Berlin-Spandau

Fördermittel bewilligt: Gatower Grundschule wird erweitert

Die Schülerzahlen in Spandau steigen erheblich. Nun gibt es mehrere Millionen vom Land Berlin, um zusätzliche Schulplätze zu schaffen.

Für die Grundschule am Windmühlenberg in Gatow gibt es Fördermittel vom Land Berlin zur Erweiterung.

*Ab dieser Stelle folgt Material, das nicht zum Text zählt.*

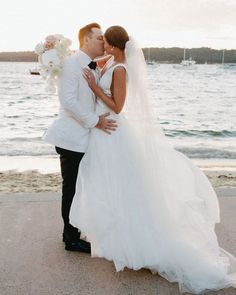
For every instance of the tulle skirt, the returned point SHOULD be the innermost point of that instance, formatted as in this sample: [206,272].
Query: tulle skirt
[149,206]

Für die Grundschule am Windmühlenberg in Gatow gibt es Fördermittel vom Land Berlin zur Erweiterung.

Foto: Patrick Pleul / dpa

Berlin. Die Grundschule am Windmühlenberg im Spandauer Ortsteil Gatow soll erweitert werden. Damit will der Bezirk auf die steigenden Schülerzahlen reagieren. Künftig soll es dort zwei Züge geben, außerdem eine neue Mensa und Küche sowie zusätzliche Räume für die Förderung der Kinder und einen Hort. Für den geplanten Ausbau wurden nun Fördermittel in Millionenhöhe bewilligt, wie Bezirksbürgermeister und Schulstadtrat Helmut Kleebank (SPD) der Berliner Morgenpost auf Nachfrage sagte.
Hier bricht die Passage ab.